London: The burst of energy and hyperactivity that comes with a cocaine high is a rather accurate reflection of what is going on in the brain of its users, a new study has found.

Researchers conducted experiments in rats exposed to cocaine and mapped out the network of circuits that cause wild firing of neurons that produce dopamine.

The findings also help explain how cocaine use eventually leads to desensitisation.

The researchers used tracer molecules to follow electrical activity in the brain in rats exposed to cocaine.

They found that a hub of neurons in the extended amygdala (the brain's motivation/learning centre) acts as a relay between activation of the ventral subiculum (the brain's addiction centre) and the hyperactive release of dopamine.

Over time, increasing activation of a key part of the extended amygdala - the bed nucleus of the stria terminalis - produces a long-lasting increase in signal transmission onto neurons that produce dopamine so that the rats became desensitised to the cocaine.

Since this change happens within the amygdala, it may explain some of the long-term effects on behaviour and motivation that occur after prolonged cocaine use.
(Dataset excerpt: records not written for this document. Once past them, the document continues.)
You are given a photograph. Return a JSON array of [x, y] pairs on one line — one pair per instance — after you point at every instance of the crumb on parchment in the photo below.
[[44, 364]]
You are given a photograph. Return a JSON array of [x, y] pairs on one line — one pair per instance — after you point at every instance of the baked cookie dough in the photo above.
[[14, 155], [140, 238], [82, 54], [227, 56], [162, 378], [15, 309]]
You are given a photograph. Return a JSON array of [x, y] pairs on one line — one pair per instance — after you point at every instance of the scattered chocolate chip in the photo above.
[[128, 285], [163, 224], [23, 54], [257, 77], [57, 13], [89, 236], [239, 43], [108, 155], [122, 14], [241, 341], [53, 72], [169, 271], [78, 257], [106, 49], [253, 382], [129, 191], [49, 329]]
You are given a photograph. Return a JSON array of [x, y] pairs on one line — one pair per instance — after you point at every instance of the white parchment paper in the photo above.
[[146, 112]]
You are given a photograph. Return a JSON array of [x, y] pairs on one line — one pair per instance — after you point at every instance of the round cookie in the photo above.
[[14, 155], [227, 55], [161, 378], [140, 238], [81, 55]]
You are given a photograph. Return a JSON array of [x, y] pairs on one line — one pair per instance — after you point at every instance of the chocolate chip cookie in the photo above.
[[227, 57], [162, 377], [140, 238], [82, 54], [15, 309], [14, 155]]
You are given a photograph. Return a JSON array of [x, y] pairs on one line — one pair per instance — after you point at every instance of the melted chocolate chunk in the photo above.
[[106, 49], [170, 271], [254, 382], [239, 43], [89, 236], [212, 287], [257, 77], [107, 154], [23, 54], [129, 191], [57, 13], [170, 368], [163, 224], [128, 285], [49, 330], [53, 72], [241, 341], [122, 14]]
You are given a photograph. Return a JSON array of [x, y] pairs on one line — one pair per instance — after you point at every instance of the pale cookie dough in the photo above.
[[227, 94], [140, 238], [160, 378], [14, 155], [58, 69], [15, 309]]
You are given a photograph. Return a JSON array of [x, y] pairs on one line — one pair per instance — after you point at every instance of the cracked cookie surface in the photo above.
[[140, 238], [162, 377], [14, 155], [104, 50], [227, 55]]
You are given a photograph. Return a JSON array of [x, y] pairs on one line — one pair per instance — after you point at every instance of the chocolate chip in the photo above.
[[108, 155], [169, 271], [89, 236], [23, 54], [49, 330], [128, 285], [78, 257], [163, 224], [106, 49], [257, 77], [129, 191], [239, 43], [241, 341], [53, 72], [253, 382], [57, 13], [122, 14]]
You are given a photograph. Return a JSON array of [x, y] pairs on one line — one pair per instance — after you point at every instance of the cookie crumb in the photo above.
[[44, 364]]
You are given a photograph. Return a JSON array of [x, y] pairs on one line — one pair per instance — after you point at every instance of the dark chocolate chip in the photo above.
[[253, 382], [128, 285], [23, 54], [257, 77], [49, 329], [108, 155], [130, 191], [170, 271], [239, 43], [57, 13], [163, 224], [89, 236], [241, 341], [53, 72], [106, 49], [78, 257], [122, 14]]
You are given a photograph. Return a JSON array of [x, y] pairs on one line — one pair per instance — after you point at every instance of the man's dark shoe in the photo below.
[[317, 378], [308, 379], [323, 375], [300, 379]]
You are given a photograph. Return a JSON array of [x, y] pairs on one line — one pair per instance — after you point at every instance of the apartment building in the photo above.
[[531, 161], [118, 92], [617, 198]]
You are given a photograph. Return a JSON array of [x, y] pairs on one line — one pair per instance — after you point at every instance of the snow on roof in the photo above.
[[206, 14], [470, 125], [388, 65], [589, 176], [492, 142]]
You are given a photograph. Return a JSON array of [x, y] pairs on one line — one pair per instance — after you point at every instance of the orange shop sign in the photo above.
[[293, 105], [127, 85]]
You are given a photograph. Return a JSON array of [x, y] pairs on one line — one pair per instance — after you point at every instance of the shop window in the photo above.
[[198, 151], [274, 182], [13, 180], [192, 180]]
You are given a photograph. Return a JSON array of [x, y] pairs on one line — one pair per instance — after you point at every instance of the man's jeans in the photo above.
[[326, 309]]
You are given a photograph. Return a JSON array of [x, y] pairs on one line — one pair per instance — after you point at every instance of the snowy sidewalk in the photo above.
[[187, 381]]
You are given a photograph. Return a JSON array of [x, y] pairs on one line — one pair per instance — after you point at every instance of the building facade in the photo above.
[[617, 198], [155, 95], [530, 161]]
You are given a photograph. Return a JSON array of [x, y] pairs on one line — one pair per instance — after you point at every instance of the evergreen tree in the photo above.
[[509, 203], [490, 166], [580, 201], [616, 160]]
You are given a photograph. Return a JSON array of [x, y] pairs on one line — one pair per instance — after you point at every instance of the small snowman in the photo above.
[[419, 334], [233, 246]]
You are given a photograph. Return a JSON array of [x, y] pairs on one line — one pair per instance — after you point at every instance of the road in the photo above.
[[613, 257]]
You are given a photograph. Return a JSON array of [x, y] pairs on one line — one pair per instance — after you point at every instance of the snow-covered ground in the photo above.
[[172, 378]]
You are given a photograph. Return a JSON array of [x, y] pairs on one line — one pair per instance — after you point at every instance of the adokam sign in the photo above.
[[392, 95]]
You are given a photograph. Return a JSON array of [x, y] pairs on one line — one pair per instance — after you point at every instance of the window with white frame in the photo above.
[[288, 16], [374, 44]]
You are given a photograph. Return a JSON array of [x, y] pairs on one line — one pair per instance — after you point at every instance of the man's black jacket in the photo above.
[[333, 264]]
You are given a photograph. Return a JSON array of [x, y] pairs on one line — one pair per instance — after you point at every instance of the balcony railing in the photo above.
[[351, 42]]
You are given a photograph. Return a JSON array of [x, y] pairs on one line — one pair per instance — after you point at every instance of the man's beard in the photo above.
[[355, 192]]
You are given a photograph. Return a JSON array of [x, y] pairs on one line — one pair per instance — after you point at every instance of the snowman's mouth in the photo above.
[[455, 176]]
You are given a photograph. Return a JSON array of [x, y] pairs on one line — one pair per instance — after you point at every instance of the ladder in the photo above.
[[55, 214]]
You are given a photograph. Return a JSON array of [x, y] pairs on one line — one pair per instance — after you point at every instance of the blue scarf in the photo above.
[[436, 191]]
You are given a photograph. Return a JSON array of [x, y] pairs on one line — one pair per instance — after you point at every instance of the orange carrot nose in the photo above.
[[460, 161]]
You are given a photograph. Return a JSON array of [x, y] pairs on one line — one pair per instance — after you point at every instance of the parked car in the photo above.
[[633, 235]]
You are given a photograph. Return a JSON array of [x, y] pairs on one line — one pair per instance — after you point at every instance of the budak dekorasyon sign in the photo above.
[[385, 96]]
"Unravelling the neuronal circuit and characterising the synaptic mechanisms by which the ventral subiculum alters the excitability of dopamine neurons is a necessary first step in understanding the resulting behavioural changes induced by cocaine," said Francois Georges of Bordeaux University in France.

"We show that the ventral subiculum recruits the bed nucleus of the stria terminalis to drive a persistent hyperactivity of dopamine neurons and control cocaine-induced activity," he added.

A single stimulation of the ventral subiculum (which lasts about 10 minutes in an anaesthetised rat) had the same impact on the brain and dopamine neurons as a massive injection of cocaine.

These effects lasted up to five days and raise the possibility that dopamine-producing neurons can be changed so that they respond differently to stimuli.

The study was published in the journal Cell Press.